CEO Reed Hastings said original shows like “House of Cards” and “Orange Is the New Black” are what actually creates “desire,” and presumably loyalty, in Netflix subscribers – not licensed content.
Originals get you addicted, and addicted to the point where you might be willing to pay a few extra dollars a month.
While Hastings refused to make predictions about the future pricing of Netflix, he said it was inherently tied to value.
“The more we have incredible value, the more we have amazing originals, then we are going to be able to ask consumers for more to be able to invest more,” he said. In plain English, original content is expensive, and you are probably going to have to pay more for it as Netflix doubles down on original content moving forward.
Research has shown that Hastings isn’t just blowing smoke about original content –subscribers love it. And it certainly does provide tremendous value to viewers. Whether they will appreciate repeated price hikes over the next few years is less certain.
Netflix recently raised the price of its most popular subscription plan in the US from $8.99 to $9.99, and will spend $5 billion on content next year. Hastings recently said that Netflix only has around $2 billion in the bank, though it’s set to raise capital.

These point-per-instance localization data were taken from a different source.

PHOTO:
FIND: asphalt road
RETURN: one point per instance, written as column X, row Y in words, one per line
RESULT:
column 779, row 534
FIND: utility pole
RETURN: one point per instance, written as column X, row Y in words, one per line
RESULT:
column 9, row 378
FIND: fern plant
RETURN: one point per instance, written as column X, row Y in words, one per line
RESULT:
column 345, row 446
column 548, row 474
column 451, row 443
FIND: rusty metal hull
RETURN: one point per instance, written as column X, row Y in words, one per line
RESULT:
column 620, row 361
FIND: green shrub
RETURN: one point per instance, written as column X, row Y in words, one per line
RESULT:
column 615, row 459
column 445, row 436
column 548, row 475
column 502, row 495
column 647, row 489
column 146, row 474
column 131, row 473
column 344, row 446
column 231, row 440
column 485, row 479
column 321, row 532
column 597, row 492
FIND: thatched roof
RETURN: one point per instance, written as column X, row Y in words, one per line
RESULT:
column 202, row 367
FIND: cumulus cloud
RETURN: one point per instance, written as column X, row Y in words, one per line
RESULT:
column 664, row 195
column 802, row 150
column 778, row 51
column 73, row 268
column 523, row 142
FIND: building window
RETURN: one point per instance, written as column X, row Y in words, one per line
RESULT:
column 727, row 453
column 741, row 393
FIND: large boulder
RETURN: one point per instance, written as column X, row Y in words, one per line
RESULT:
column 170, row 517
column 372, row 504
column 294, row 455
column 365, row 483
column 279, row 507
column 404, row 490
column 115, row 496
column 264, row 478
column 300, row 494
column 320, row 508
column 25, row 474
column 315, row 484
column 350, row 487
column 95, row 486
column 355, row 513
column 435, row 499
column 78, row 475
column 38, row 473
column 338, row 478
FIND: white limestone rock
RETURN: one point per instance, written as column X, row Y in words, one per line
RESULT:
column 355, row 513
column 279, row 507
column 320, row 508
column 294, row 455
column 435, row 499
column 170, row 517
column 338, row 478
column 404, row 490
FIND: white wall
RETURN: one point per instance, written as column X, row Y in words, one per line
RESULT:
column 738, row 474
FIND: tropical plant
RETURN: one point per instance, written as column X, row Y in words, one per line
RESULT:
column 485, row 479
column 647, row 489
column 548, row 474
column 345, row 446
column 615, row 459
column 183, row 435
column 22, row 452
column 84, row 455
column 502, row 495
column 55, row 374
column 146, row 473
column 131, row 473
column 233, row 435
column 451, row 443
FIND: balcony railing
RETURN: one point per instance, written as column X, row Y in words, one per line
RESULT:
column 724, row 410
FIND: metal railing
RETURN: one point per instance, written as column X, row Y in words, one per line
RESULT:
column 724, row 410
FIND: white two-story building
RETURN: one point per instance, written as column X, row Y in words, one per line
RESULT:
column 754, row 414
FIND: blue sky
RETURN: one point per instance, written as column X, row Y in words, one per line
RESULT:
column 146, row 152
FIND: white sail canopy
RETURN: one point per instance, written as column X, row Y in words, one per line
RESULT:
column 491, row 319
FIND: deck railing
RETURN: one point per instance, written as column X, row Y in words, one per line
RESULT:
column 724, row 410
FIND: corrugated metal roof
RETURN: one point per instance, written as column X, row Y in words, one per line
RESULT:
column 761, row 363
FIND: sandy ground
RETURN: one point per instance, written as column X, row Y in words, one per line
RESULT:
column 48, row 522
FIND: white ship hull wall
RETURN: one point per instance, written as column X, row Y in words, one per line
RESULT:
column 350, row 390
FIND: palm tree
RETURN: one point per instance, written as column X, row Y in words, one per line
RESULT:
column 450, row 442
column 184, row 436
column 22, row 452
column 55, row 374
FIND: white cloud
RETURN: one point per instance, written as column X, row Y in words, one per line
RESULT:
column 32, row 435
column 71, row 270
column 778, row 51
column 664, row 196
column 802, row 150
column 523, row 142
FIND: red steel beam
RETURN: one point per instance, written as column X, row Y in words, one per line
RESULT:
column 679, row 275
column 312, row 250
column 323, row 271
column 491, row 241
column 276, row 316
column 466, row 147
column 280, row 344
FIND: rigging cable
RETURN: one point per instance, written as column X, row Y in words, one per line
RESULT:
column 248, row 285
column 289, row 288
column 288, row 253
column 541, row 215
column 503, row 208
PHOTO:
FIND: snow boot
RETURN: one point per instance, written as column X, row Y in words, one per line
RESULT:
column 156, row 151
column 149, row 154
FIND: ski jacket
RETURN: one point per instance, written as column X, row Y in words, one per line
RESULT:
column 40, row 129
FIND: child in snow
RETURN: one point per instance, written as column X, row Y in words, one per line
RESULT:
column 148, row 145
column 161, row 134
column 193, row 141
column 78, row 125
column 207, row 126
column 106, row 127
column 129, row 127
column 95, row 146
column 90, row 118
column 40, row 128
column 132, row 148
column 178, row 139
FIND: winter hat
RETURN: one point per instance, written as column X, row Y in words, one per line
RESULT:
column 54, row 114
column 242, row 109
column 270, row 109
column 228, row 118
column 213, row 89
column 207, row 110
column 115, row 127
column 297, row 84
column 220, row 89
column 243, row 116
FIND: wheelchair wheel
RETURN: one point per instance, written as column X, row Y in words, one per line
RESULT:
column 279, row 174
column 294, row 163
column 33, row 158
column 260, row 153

Netflix is betting heavily that a shift to original content, and toward exclusive licensing in general, will allow the company to maximize its profitability. Netflix’s head of content, Ted Sarandos, characterized originals as a sounder investment because they give full exclusivity and global rights in perpetuity – which will be particularly useful as Netflix expands internationally.
“We have gone into [original content] very conservative relative to licensing, and found it has been much more impactful,” CFO David Wells said. Hastings used one word: “better.”
Hastings also argued that the value of Netflix’s original content grows dramatically as shows enter their third and fourth seasons, and become recognizable franchises. This theory will be tested in the coming years.
What we know now is that the development of original content is accelerating at a much higher rate than licensed content – and you’ll most likely have to pay for that on your plan.